Jeremy Vine on privacy, student journalism, and starting “the most unfashionable punk band in the country”
Riannon Chaplin speaks to broadcaster Jeremy Vine about the highs and lows of his career
Upturned collars, unkempt hair and some questionable colour combinations – not what you might expect of Jeremy Vine, business-like host of BBC Radio 2’s lunchtime show. But in the mid-1980s, Vine and his brother, comedian Tim Vine, founded the punk band The Flared Generation, who Smash Hits Magazine dubbed “the most unfashionable punk band in the country”.
He laughs when I mention the band. “Oh, God,” he says, putting his head in his hands. “We misunderstood punk to such an extent that we wore flared trousers. We only got anywhere because we were a joke!”
Having just spoken at the Cambridge Union, Vine’s demeanour is relaxed as he tells me about his younger days. His journalism career spans decades and continents, but it all started in Cheam, trying to make it as a band with his brother and two friends. “Tim was the only one of the two of us with any talent. I think he saw the comedic value we had and decided to pursue that.”
Vine, however, chose a different path. After an internship with the Coventry Evening Standard in 1986, he moved to the BBC, working on Radio 4’s Today Programme before becoming a political reporter. His work has taken him across Europe and Africa, where he reported on the Angolan Civil War, the war between Eritrea and Ethiopia, and interviewed Robert Mugabe. His Newsnight investigation into police brutality in South Africa won the Silver Nymph Award at the Monte Carlo Television Festival, and resulted in the suspension of 22 police officers.

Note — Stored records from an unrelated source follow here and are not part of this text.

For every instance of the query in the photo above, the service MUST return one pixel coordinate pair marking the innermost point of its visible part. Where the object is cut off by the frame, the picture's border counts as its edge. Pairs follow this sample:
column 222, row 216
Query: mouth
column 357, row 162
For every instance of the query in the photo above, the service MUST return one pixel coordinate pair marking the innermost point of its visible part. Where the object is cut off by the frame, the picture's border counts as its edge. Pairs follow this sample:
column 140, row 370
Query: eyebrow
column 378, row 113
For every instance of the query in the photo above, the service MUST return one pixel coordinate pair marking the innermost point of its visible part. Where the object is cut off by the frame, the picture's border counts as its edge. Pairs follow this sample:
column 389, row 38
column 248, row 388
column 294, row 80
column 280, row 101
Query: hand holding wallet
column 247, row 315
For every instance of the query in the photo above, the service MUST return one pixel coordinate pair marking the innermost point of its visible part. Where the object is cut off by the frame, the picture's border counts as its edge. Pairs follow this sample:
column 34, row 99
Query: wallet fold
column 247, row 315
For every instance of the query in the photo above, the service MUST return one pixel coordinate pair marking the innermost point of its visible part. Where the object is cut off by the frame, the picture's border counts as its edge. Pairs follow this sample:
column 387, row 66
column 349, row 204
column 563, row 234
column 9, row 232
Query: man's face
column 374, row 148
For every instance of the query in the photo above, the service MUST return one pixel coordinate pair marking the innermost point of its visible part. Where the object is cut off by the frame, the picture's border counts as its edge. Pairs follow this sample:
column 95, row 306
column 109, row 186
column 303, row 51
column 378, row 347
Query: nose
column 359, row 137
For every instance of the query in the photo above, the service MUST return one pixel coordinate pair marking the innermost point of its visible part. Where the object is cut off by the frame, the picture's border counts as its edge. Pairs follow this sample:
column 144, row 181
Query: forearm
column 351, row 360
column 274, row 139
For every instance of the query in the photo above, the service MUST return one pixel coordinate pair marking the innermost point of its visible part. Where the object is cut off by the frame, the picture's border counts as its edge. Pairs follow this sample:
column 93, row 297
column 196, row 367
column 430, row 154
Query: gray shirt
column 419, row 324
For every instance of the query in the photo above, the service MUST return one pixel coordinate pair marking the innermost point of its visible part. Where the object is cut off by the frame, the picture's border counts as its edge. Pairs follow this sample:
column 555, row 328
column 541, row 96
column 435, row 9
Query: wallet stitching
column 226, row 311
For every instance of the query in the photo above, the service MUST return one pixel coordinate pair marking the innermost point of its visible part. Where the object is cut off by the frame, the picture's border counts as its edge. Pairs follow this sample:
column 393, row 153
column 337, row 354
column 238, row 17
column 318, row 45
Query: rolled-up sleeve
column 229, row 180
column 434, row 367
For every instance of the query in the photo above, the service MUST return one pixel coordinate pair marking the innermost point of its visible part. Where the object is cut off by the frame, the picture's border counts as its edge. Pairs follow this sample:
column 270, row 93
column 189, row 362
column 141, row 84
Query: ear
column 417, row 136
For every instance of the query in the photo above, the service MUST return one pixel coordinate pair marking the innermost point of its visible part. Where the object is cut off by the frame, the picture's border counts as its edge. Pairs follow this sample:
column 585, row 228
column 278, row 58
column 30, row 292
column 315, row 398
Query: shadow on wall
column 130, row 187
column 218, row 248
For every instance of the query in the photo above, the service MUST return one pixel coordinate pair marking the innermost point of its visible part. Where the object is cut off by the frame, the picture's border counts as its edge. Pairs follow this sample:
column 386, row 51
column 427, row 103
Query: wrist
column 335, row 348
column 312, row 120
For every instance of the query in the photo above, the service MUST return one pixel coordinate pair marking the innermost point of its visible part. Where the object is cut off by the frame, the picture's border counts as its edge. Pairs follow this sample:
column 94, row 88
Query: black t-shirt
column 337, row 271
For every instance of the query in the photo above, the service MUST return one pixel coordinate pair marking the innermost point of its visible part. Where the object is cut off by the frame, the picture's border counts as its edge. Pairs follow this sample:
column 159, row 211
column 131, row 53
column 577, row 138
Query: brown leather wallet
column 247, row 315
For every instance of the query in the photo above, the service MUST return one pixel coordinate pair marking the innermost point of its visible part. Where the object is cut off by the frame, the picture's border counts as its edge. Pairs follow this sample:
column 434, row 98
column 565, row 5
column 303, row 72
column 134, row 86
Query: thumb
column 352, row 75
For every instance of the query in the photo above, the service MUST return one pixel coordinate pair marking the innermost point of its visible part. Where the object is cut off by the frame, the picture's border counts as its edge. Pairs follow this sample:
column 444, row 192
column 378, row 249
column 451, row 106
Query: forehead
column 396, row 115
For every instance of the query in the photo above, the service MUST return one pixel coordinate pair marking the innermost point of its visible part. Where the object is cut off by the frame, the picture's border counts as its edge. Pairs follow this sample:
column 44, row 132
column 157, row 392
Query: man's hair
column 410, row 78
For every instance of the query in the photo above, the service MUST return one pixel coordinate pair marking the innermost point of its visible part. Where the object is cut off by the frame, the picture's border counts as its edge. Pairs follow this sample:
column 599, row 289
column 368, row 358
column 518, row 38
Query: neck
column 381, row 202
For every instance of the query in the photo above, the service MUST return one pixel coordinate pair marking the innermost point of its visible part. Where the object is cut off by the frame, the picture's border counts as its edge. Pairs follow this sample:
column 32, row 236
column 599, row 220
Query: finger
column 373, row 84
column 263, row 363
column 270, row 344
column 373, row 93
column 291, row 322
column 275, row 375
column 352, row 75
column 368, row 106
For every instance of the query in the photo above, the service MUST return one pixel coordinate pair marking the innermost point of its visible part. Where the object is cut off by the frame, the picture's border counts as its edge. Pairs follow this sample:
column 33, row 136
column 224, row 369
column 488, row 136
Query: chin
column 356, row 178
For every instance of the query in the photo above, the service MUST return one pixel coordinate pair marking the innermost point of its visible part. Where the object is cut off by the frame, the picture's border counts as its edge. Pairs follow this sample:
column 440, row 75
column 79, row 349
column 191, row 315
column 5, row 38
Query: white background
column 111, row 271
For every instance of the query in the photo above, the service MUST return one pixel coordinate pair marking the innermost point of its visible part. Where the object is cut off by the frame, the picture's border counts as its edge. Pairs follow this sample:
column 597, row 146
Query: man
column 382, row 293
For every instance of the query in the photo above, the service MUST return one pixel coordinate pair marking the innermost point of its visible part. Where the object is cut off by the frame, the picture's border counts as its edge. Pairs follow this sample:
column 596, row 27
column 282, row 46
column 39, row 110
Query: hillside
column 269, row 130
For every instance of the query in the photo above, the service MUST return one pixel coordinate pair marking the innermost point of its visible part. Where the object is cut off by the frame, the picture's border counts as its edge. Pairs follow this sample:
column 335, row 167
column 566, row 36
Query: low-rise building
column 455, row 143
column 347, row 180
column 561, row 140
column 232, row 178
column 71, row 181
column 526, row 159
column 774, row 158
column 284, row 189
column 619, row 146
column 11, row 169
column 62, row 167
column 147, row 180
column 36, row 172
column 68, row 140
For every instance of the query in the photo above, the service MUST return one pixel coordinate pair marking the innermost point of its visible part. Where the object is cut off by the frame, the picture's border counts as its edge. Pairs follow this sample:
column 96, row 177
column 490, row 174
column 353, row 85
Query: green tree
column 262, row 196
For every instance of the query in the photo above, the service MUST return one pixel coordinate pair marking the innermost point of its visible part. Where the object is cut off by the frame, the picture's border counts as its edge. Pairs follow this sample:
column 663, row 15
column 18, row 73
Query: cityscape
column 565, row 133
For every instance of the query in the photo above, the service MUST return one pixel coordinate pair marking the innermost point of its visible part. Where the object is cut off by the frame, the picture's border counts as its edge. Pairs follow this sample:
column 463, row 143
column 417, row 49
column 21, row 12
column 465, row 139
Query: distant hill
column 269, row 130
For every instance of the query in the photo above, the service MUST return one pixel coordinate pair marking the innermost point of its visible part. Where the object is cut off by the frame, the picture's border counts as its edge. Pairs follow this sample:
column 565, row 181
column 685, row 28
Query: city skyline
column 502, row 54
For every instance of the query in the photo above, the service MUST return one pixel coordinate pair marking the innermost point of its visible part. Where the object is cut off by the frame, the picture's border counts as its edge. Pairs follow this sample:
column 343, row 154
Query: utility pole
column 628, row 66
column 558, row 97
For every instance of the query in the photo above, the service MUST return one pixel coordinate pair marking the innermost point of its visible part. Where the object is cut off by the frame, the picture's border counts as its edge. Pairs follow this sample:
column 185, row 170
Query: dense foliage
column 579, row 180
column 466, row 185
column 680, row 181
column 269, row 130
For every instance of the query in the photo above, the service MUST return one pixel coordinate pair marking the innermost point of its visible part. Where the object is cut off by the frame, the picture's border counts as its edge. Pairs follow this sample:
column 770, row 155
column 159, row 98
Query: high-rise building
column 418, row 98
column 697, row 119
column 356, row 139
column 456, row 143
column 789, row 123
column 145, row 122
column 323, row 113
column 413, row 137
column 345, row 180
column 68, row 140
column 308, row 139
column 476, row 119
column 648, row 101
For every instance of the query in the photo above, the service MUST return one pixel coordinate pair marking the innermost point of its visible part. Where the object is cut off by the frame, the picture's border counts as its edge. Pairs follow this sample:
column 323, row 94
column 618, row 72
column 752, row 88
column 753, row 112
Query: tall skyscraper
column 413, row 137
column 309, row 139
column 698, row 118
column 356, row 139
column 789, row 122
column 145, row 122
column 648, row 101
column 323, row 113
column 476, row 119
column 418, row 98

“Look a little bit beyond where you are right now...you might find that the world is going to change”
This all sprouted from Vine’s days at Durham University, where he was Editor-in-Chief of student newspaper Palatinate. “The people I did student journalism with […] they’re still my friends, I saw two of them a couple of days ago,” Vine tells me, leaning back in his chair. “But we were sitting there with old manual typewriters, dreaming of working for newspapers, and when we went out into the real world, the newspapers had collapsed.” He pauses, considering: “What we should have done, really, is look at computers. My advice would be to look a little bit beyond where you are right now, because you might find that the world is going to change.”
The multi-media nature of journalism is something Vine has embraced during his career. Alongside his radio show, he presented Panorama, the BBC’s investigative documentary series, from 2007-2010; he currently hosts quiz show Eggheads and presents Jeremy Vine, Channel 5’s current affairs show. Vine is also active on Twitter and TikTok, with 135,000 TikTok followers, though he sheepishly admits that he has someone younger managing it.
And yet, Vine knows all too well the harm the online world can cause. In September 2022, former BBC Radio Leeds presenter Alex Belfield was jailed for five and a half years for stalking Vine and three others. Over several years, Belfield made YouTube videos about his victims, sent them messages on social media, emailed them, and encouraged his followers to target them. The judge noted that one victim, Bernard Spedding, was left a "shell" after being harassed for nine years.
In a Newsnight interview last year, Vine told Victoria Derbyshire that he believes someone would have died if the courts hadn’t stopped Belfield. He spoke of his fear for his teenage daughters after their home address was leaked by Belfield. “I felt broken over it,” he said then.
“It really was a facer for me,” he reflects now. “I hadn’t seen such an avalanche of hatred coming from one person before. But they really need to do something about it – the idea that this guy still has half his videos up on YouTube is nuts.”
When I ask if he suspects a gender bias in the sentencing – Belfield was found not guilty of stalking all the female employees who came forward – he thinks for a second. “Unfortunately, I think they’d been terrorised by him for so long that juries can think that if it’s been going on so long without being reported, you can’t have been that bothered.” He condemns the “bad advice” given to the women by the BBC, who advised them to block and ignore Belfield – Vine argues that they should have been urged to log and report the incidents. The women – Liz Green, Rozina Breen, Helen Thomas, and Stephanie Hirst – have called for an independent investigation into how the BBC handled the situation.
“But we’re at the start of all this,” Vine goes on. “We’re learning.”
There is much we haven’t had time to discuss: Vine’s love of cycling, his time on Strictly Come Dancing, and his patronage of hospital radio. All of this is a far cry from the rockstar career he might have imagined for himself back in his Flared Generation days – but it’s not bad for a former member of Britain’s least fashionable punk band.